Sam is well acquainted with the wild things and where they are. Spike Jonze has said that he intended to create a movie that captured the book's spirit and what it is like to be a nine-year-old boy. Sam got that. He's not nine anymore but he recognized the geography of that age and connected with it.

Not everyone in the theater did. There was a three-year-old behind us who, after the first monster scene, said I don't want to see this movie anymore (it really isn't for younger kids...Pixar it's not). A few people grumbled under their breaths as we shuffled out of the theater that it wasn't what they expected, wasn't a kids' movie, was quiet and strange*.

Well, yes. I can see that. But it made me want to ask, "have you really read the book?" and "do you really remember what it's like to be a child?" There are scary emotions and swift boats to tantrums. There are rumpuses (rumpi?) and imperfect families and journeys back to forgiveness. There's moodiness and confusion and questions and thin, thin boundaries between delight and disappointment. Everything looms large and monsterish...life so wholly determined by other people's agendas. That's The Point.

It's not like anything you've seen. It is weird. Please though, if you go, just get in the boat, let go, and let the wild rumpus start. It's a great (and trippy) ride.

*then again, there were adult WTWTA fans dressed in footie pajamas and zigzag crowns at the theater, too. They seemed happy with it.

Thursday
Oct082009

Ah, normal days.

"Normal day, let me be aware of the treasure you are. Let me learn from you, love you, bless you before you depart. Let me not pass you by in quest of some rare and perfect tomorrow. Let me hold you while I may, for it may not always be so.
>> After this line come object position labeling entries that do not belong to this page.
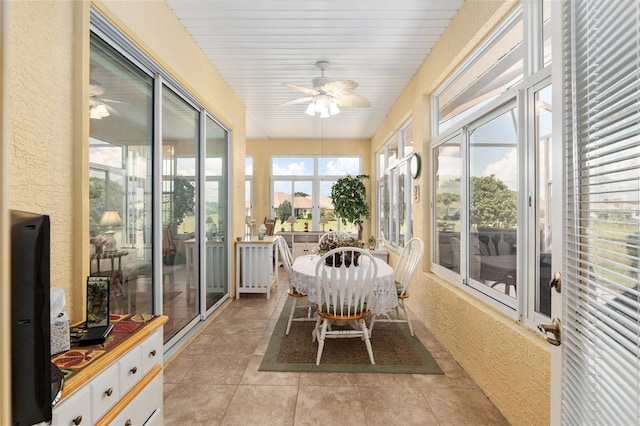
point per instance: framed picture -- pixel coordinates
(97, 301)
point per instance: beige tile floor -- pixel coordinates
(215, 380)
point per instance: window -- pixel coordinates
(248, 188)
(394, 181)
(302, 189)
(601, 324)
(491, 176)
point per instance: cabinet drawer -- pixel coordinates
(74, 410)
(105, 391)
(144, 406)
(130, 369)
(151, 351)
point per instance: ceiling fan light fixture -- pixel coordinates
(311, 109)
(98, 111)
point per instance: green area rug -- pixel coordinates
(394, 350)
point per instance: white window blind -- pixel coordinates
(601, 320)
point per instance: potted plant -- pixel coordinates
(329, 245)
(349, 198)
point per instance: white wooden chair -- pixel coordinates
(407, 264)
(287, 261)
(342, 295)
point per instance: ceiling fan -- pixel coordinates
(328, 95)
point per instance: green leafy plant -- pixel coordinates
(183, 199)
(349, 198)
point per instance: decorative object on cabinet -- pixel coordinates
(97, 301)
(110, 219)
(292, 221)
(301, 243)
(349, 198)
(414, 165)
(270, 225)
(373, 242)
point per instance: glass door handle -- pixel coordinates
(554, 329)
(556, 281)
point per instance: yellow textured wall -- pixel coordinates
(45, 129)
(509, 362)
(263, 150)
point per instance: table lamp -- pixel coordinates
(109, 220)
(291, 220)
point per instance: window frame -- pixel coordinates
(314, 177)
(522, 308)
(389, 169)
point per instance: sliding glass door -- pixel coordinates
(158, 189)
(180, 286)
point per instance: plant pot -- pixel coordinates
(335, 260)
(347, 260)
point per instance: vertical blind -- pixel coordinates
(601, 320)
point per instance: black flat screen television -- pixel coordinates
(30, 321)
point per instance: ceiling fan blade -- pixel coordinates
(302, 89)
(297, 101)
(339, 88)
(95, 90)
(353, 101)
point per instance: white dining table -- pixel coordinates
(303, 278)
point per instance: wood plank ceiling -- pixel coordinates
(257, 45)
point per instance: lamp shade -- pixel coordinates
(110, 218)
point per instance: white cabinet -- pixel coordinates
(255, 266)
(75, 410)
(122, 386)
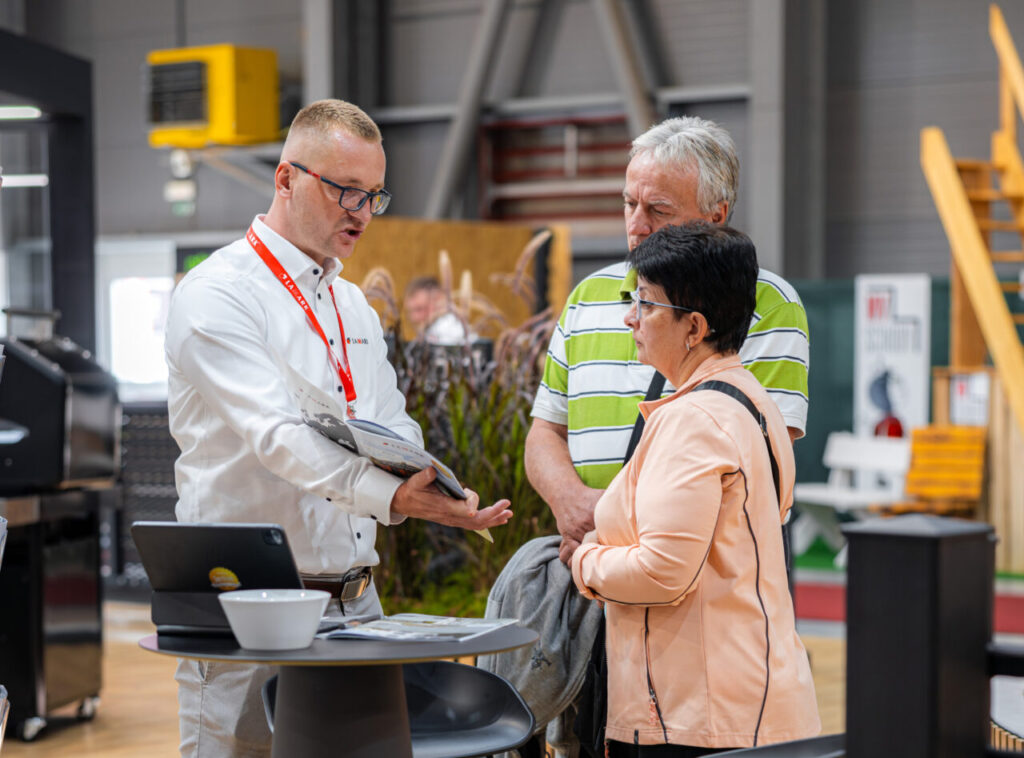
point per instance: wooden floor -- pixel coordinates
(138, 713)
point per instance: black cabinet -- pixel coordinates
(51, 624)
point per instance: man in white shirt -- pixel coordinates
(240, 323)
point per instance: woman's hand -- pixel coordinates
(568, 547)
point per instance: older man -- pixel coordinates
(259, 310)
(681, 170)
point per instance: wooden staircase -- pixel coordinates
(981, 204)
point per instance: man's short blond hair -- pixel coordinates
(323, 117)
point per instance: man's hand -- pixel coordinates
(550, 470)
(418, 498)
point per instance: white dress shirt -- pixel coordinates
(246, 454)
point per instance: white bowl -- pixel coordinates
(274, 620)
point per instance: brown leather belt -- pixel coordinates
(346, 588)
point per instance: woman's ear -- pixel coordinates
(698, 328)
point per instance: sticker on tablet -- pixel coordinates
(223, 579)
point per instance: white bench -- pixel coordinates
(862, 471)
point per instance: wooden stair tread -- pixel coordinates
(1008, 256)
(992, 195)
(994, 224)
(976, 164)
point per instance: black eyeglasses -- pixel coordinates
(351, 198)
(641, 303)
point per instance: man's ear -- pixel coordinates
(283, 179)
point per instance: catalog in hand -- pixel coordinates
(383, 448)
(420, 628)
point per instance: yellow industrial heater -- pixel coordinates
(214, 94)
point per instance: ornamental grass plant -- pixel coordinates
(473, 404)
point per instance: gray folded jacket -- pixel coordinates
(537, 588)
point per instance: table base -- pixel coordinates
(356, 711)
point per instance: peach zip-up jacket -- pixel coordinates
(701, 641)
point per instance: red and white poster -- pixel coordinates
(892, 361)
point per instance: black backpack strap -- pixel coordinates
(653, 392)
(738, 394)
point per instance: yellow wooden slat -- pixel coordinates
(971, 255)
(1008, 256)
(995, 224)
(975, 164)
(991, 196)
(1006, 50)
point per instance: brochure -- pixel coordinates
(385, 449)
(420, 628)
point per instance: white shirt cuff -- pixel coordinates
(374, 493)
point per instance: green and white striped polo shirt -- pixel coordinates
(593, 382)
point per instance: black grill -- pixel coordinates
(177, 93)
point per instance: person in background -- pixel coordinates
(428, 309)
(258, 310)
(687, 552)
(584, 415)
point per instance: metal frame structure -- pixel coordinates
(61, 86)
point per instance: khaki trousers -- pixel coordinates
(220, 705)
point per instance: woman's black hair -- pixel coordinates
(712, 269)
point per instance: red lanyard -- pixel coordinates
(340, 365)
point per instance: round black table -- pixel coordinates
(340, 697)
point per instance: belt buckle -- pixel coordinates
(353, 588)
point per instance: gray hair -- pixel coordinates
(688, 142)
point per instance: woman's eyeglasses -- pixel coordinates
(640, 304)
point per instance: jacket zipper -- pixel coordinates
(654, 705)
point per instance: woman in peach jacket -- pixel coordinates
(687, 551)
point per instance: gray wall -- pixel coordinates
(855, 199)
(894, 68)
(116, 35)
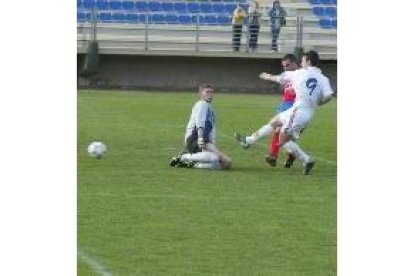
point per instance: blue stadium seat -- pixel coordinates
(141, 6)
(223, 20)
(195, 17)
(118, 16)
(325, 23)
(128, 5)
(154, 6)
(89, 4)
(167, 6)
(132, 17)
(105, 17)
(206, 8)
(330, 11)
(157, 18)
(115, 4)
(184, 19)
(219, 8)
(193, 7)
(230, 7)
(334, 23)
(171, 18)
(102, 5)
(210, 19)
(180, 7)
(318, 11)
(81, 17)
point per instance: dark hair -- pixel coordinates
(312, 57)
(290, 57)
(203, 86)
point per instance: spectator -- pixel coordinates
(254, 25)
(237, 22)
(277, 20)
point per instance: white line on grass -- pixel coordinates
(93, 263)
(329, 162)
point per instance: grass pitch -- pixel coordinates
(139, 216)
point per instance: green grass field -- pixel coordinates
(139, 216)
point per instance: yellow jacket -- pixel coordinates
(238, 16)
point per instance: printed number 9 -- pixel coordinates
(311, 85)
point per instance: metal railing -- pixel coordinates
(146, 34)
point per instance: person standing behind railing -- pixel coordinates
(277, 20)
(237, 22)
(254, 25)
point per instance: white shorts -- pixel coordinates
(295, 120)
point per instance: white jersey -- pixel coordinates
(310, 86)
(202, 115)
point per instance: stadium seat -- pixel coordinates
(180, 7)
(132, 17)
(167, 6)
(184, 19)
(102, 5)
(318, 11)
(118, 16)
(128, 5)
(81, 17)
(171, 19)
(193, 7)
(206, 8)
(141, 6)
(157, 18)
(219, 8)
(89, 4)
(330, 11)
(210, 19)
(105, 17)
(334, 23)
(230, 7)
(223, 20)
(154, 6)
(325, 23)
(115, 4)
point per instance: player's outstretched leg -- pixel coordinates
(307, 167)
(289, 162)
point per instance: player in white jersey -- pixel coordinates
(200, 150)
(312, 89)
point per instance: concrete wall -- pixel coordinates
(184, 73)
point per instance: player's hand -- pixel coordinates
(264, 76)
(201, 143)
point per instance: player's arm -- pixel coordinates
(200, 118)
(285, 76)
(327, 92)
(269, 77)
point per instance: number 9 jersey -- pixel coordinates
(310, 85)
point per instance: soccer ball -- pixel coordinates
(97, 149)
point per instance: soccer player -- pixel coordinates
(289, 63)
(312, 89)
(200, 150)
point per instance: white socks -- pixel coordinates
(264, 131)
(293, 148)
(203, 157)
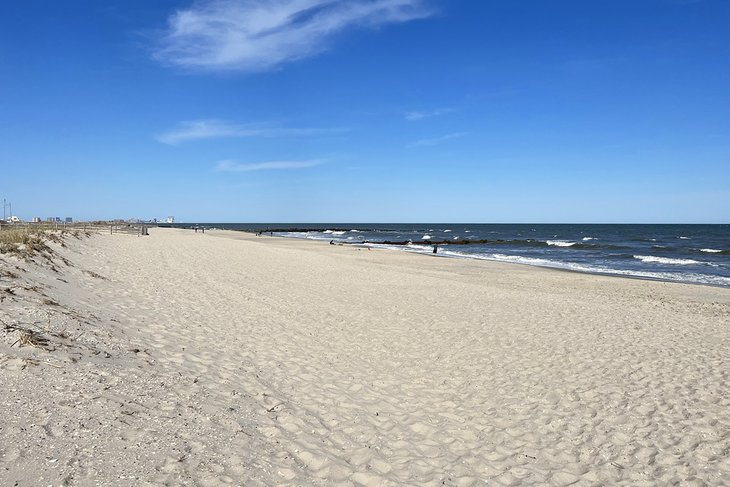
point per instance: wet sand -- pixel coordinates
(223, 358)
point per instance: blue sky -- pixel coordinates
(367, 110)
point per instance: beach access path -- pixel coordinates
(226, 358)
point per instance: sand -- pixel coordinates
(223, 358)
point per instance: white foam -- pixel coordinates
(666, 260)
(560, 243)
(690, 277)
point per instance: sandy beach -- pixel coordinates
(221, 358)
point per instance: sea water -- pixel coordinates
(682, 253)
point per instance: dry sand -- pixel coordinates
(223, 358)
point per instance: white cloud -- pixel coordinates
(259, 35)
(437, 140)
(413, 116)
(233, 166)
(210, 129)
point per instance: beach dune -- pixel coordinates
(185, 358)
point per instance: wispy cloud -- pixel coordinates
(437, 140)
(259, 35)
(413, 116)
(211, 129)
(233, 166)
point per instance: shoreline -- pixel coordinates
(246, 360)
(378, 246)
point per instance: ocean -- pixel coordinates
(697, 254)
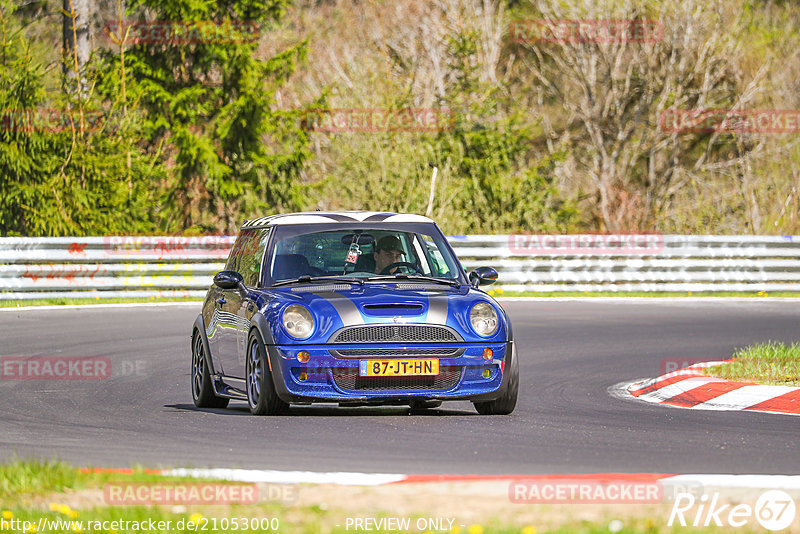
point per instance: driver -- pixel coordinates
(388, 250)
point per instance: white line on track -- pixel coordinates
(196, 303)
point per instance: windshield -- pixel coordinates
(363, 252)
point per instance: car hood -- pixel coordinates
(335, 306)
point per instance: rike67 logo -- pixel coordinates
(774, 510)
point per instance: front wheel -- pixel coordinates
(202, 389)
(506, 403)
(261, 395)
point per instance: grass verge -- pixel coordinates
(767, 363)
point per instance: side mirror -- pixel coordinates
(482, 276)
(228, 280)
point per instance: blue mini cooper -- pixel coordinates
(354, 308)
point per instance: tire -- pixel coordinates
(202, 389)
(506, 403)
(261, 395)
(420, 406)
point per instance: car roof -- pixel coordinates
(322, 217)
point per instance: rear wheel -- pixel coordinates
(261, 395)
(202, 389)
(506, 403)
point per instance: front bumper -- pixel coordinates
(329, 378)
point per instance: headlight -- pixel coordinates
(483, 319)
(298, 321)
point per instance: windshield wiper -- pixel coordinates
(403, 276)
(307, 278)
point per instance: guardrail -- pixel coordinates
(161, 267)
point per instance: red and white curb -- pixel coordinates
(786, 482)
(689, 388)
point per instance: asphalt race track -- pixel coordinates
(566, 421)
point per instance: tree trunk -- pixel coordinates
(76, 42)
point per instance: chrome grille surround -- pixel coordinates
(399, 333)
(442, 352)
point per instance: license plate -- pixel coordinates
(398, 367)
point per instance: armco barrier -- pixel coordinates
(159, 267)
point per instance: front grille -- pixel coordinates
(348, 379)
(395, 333)
(444, 352)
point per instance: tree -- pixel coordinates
(615, 91)
(209, 109)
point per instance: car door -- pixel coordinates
(238, 306)
(227, 303)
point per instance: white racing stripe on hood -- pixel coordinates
(437, 310)
(346, 308)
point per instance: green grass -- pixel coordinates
(22, 478)
(767, 363)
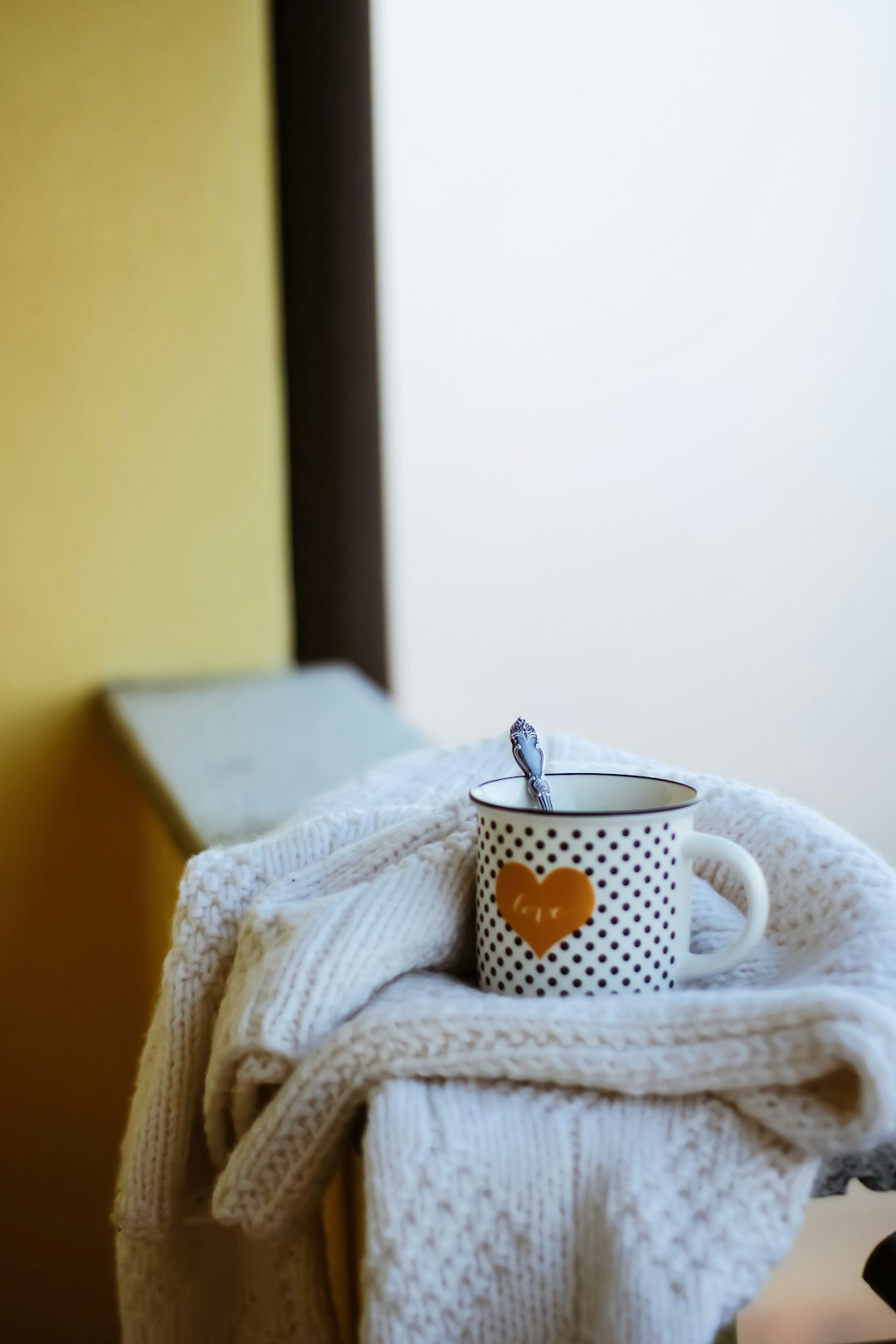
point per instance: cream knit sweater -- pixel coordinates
(618, 1170)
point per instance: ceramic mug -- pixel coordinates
(596, 897)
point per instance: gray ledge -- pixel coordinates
(226, 760)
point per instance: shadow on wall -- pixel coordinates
(88, 878)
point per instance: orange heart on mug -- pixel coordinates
(543, 913)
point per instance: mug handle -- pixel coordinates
(700, 845)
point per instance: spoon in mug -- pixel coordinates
(529, 757)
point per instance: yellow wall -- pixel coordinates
(141, 533)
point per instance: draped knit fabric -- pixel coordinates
(616, 1170)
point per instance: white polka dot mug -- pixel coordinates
(596, 897)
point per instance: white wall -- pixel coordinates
(637, 275)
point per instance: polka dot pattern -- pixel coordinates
(640, 923)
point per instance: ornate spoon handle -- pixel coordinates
(529, 757)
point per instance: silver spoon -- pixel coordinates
(529, 757)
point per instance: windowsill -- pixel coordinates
(230, 758)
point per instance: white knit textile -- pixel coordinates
(614, 1170)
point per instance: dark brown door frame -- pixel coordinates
(321, 58)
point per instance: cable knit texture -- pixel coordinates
(611, 1170)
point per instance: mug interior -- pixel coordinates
(589, 795)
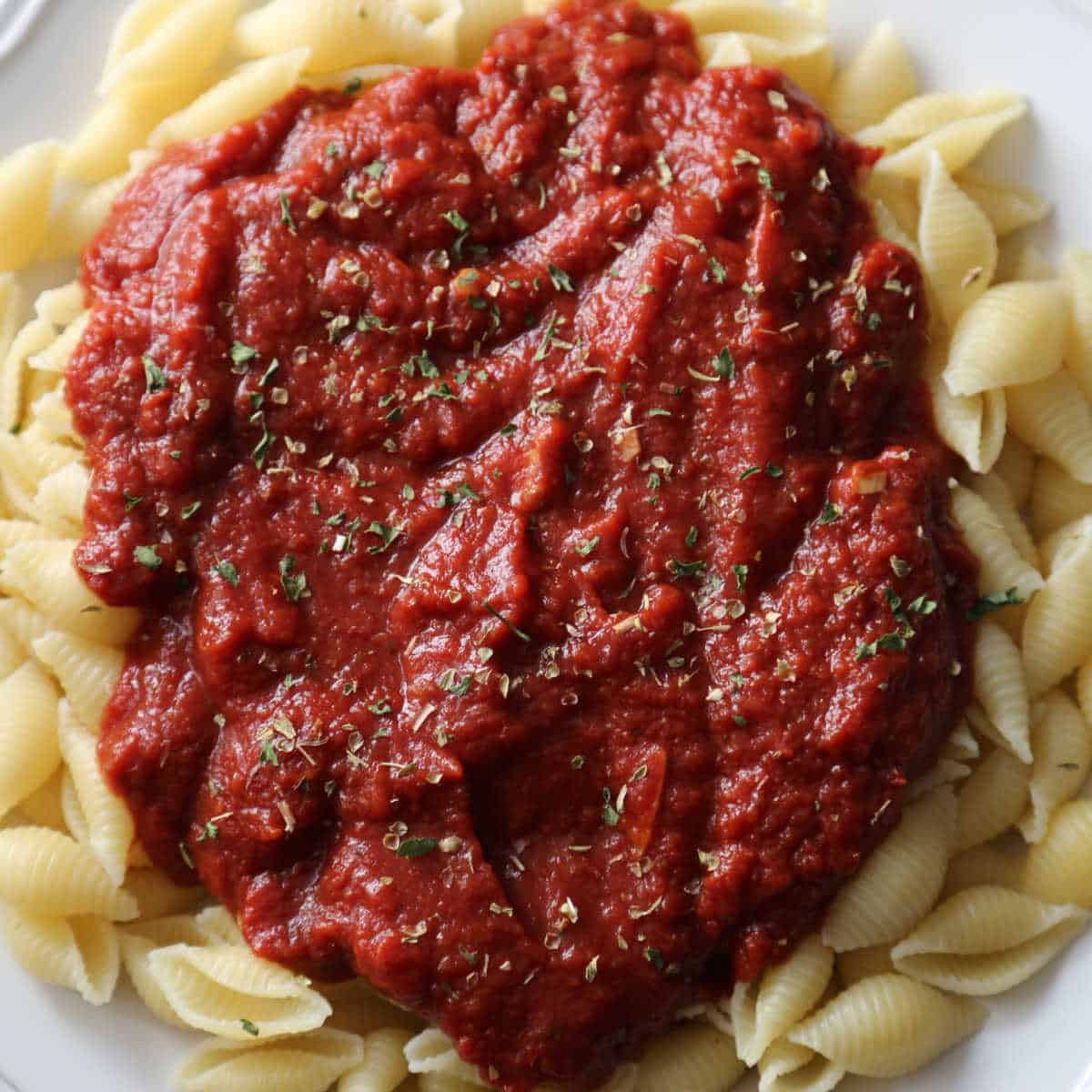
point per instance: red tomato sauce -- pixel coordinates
(544, 536)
One day I shall dig my nails into the earth, or bury my face in the pillow, or stretch myself taut, or raise my hands to the sky and want, more than all the world, your return."

~Mary Jean Iron, via Ali

I had a fantastic and energizing trip to DC last week...also very humbling and overwhelming! I feel like I'm standing at a threshold of a door and taking a deep breath before stepping through (do I want to step through? what does it mean for my life and my family? what can I give? what should I hold back?)

I'm relishing the return to normal days this week. Sam is home sick with a fever (and will be fine soon) and we are enjoying being cozy and homebound for now. I'm baking a bit and lighting candles and breathing. Folding laundry into tidy squares. Ah, I love margins and space between the busyness of mothering/life.
photo via

Tuesday
Oct062009

Louie, Louie

Photobucket

Photobucket

Louie the dog is cracking me up lately. He's decided to become Sam's long lost brother (from a different mother). Notice how he's holding the paper for Sam's coloring page*? And how fascinated he is by the whole process? I see you're using the red crayon, Sam. Good choice. I might have gone with magenta but clearly you know your way around a coloring page. This is how he is all day long: interested and involved. I unload the dishwasher several times a day but each time, it's the most fascinating thing in the world to Louie.

Wow! Dishes go in there, huh?
And then where do they....oh....in the cupboard. I get it.

Of course, he wasn't such a fan when his collar got caught somehow on the empty dishwasher rack and he pulled it out and across the kitchen floor, attached to his neck. Unexpected! The sky is falling! He's a little more wary of it now.

The other thing that never fails to make us laugh is his response to either (a) phone messages on our machine or (b) sirens. Oh, my. He howls and howls like a wolf on the prairie. I'm pretty sure he thinks the sirens are other dogs asking for his help and advice and support. Not sure what the answering machine is all about. Maybe he just misses me.

Oh, Louie. If only you didn't still steal things from the table. And jump up on shy little Chinese students. Then you'd be almost perfect.

*we had a lovely, lazy Sunday listening to conference talks at home, eating fresh picked apples and pumpkin bread, most of us remaining in pajamas all day. Sam (above) set up projects on the floor where Louie joined him.